Northern Nevada Landscaping and Gardening: Oops, Burn the Fertilizer! | Carson City Nevada News


Most of us have done it, but usually only once. The “it” I’m talking about is burning a lawn with fertilizer. This happens in several ‘oops’ ways. One is to spill fertilizer while filling the spreader when parked on the lawn. Another is to tilt the spreader while pushing it back and forth.

A third can result from clearing a clogged spreader opening while the spreader is on the lawn and a mass of fertilizer has fallen. Then, of course, there is the case of putting too much in one or more spots, which can happen if you don’t close the spreader bucket when taking a ride on the lawn or have the spreader too open. Fertilizing too often can also burn the grass.

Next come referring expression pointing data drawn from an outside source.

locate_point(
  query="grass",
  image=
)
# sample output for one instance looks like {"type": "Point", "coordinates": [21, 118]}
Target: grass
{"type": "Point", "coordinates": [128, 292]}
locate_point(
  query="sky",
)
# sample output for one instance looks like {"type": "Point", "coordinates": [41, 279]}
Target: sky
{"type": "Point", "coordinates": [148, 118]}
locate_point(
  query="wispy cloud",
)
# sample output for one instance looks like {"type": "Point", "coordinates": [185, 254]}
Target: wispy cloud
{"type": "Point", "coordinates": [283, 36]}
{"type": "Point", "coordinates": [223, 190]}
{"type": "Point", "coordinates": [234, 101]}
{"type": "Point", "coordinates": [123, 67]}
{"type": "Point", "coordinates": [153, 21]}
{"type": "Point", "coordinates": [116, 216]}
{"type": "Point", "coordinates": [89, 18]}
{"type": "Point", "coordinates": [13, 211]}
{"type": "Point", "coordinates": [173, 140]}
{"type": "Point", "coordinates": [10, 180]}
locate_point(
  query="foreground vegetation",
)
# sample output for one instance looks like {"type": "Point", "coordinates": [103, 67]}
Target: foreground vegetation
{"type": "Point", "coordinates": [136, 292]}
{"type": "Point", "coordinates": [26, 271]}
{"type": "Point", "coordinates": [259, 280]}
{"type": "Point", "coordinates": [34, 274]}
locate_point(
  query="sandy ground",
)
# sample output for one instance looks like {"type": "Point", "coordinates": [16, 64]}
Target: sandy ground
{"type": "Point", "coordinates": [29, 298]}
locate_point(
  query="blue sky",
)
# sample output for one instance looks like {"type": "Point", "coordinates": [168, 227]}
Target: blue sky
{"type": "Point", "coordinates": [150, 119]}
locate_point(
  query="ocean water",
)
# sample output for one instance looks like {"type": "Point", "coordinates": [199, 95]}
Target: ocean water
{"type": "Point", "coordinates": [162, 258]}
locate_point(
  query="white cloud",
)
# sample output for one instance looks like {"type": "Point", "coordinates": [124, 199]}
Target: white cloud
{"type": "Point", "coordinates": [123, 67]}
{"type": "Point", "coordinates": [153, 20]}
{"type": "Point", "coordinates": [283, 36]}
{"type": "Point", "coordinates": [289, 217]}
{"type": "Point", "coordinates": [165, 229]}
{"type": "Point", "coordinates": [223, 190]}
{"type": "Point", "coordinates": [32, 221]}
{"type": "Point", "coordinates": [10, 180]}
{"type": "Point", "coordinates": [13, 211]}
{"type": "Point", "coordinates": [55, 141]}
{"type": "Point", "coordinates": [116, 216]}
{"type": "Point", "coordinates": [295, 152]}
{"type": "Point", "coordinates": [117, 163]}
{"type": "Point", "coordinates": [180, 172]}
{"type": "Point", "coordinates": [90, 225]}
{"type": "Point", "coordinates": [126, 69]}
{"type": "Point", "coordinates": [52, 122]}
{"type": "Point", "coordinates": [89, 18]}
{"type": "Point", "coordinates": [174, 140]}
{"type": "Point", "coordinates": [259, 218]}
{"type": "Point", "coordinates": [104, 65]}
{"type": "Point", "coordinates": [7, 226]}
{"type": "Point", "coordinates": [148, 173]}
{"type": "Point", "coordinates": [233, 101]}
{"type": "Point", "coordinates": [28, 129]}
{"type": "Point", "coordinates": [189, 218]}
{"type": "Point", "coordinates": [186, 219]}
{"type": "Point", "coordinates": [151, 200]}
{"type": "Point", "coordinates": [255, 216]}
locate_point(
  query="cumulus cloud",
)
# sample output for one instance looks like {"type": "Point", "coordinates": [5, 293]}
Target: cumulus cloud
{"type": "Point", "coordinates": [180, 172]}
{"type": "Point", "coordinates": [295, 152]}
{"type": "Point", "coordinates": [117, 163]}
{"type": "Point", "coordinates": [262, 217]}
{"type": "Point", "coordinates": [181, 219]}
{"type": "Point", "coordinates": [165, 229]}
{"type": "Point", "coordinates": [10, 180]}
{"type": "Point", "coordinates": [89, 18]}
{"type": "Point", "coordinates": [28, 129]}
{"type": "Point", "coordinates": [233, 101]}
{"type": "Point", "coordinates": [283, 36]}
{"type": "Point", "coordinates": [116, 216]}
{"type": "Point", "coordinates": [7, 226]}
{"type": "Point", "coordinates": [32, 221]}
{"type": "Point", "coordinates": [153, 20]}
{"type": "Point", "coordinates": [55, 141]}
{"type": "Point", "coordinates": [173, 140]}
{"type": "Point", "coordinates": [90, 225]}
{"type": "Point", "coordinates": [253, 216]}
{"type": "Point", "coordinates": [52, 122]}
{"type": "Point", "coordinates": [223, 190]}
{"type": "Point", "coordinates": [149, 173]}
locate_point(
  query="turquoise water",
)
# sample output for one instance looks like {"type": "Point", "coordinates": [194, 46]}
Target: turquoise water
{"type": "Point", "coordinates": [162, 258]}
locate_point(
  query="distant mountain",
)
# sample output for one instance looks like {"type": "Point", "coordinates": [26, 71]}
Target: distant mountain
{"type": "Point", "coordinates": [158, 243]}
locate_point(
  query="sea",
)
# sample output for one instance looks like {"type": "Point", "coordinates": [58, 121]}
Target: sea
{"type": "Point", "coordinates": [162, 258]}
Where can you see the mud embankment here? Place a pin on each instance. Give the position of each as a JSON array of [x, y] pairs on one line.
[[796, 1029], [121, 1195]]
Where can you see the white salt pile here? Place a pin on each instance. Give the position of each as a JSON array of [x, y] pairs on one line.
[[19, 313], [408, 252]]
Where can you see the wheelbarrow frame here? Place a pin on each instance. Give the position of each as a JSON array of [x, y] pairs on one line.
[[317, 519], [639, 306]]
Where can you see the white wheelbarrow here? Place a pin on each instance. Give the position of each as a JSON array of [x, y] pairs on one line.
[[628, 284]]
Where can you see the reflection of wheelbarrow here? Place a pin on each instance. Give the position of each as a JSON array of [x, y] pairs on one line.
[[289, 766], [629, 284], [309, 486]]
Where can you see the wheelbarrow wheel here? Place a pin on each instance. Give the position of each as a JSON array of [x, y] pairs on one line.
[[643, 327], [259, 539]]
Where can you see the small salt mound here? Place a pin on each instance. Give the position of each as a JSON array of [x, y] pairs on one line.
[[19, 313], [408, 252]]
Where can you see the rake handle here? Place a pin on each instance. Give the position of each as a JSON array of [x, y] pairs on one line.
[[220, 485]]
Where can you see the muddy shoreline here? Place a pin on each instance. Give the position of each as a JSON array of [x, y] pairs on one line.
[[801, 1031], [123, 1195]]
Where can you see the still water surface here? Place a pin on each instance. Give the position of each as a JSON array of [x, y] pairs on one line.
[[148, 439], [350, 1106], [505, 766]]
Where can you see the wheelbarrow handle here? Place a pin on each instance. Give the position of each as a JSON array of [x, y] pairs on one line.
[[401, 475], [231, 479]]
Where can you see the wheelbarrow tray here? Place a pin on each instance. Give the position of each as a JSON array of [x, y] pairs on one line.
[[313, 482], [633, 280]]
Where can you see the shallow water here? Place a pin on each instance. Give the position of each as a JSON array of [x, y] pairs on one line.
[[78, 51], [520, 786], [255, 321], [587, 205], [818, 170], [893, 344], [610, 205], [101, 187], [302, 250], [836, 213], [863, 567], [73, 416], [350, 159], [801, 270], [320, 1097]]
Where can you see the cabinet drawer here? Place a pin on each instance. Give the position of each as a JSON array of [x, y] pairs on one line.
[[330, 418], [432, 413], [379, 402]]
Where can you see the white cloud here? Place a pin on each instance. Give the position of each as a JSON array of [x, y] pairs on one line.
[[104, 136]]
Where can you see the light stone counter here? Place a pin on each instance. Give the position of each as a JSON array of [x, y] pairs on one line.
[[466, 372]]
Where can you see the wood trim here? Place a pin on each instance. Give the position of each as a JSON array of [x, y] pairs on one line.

Finally, burns can occur when a lawn is fed in hot weather or if the fertilizer is not watered thoroughly. Sometimes the burning is not your fault, but rather that the soil is not draining properly, allowing salts to build up in the root zone.

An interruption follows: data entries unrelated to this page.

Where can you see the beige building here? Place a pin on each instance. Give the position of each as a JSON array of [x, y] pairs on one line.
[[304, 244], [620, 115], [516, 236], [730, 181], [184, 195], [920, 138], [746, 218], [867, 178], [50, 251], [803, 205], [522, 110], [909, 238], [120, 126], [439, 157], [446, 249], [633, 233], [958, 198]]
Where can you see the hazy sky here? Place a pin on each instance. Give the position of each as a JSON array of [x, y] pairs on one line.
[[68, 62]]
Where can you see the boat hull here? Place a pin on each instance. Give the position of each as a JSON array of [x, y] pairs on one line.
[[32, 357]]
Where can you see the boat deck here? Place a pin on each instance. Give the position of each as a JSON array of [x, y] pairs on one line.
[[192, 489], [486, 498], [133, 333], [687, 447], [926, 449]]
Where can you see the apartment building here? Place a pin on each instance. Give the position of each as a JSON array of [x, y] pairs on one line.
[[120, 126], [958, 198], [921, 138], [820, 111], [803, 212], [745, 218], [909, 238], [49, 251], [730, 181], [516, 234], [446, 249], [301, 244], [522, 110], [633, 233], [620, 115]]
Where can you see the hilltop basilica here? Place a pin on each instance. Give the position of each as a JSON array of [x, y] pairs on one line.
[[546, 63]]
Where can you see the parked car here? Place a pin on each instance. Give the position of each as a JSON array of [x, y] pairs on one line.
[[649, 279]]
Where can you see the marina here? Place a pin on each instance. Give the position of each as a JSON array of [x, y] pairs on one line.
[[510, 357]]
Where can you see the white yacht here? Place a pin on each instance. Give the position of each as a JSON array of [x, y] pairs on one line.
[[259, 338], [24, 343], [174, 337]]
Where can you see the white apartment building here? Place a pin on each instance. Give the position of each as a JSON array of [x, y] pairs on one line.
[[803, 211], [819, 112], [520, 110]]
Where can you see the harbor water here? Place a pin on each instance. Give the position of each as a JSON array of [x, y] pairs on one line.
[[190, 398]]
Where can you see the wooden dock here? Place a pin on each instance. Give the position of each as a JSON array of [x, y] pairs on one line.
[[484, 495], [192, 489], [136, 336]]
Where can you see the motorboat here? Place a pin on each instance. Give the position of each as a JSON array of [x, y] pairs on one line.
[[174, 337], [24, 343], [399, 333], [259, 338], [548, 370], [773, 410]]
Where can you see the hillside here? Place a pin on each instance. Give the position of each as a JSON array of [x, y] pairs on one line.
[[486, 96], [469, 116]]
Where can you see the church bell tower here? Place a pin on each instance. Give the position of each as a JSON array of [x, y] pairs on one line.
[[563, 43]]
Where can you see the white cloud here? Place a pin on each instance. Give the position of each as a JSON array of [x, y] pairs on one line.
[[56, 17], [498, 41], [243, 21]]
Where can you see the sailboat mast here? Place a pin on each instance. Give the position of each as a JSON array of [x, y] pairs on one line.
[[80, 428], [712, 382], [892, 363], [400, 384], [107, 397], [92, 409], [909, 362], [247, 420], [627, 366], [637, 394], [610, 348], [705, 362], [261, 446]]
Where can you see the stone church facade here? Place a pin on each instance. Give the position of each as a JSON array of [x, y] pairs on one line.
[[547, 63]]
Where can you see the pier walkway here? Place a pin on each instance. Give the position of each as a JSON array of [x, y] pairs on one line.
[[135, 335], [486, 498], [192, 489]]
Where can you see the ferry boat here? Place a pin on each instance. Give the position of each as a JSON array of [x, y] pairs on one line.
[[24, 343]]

Fertilizers are mineral salts. When too much salt is left on the grass, it dries it out and causes it to turn yellow to brown. Discoloration usually appears a day or two after applying the fertilizer. Sometimes this is fatal for the grass, but usually intensive irrigation will help wash the salts out of the soil. This should allow the grass to regrow within seven to 14 days. If the lawn dies, it will need to be removed, the soil dug up and seeds planted or sod installed.

If you have a while with fertilizer on your lawn, act immediately. Sweep up as much as you can. Then water the burnt area until the soil below is saturated. Apply an inch of water daily for the next seven days. The water will dilute the salts and remove them from the roots.

Fertilizer application rates and directions are listed on the package for a reason and should be followed. More is not better. It is also important to know your spreader and the amount applied through the openings at the bottom of the hopper. Perhaps switch to slow-release or organic fertilizers, which are very unlikely to burn. Do not fertilize a lawn stressed by drought. Weak grass is more likely to burn.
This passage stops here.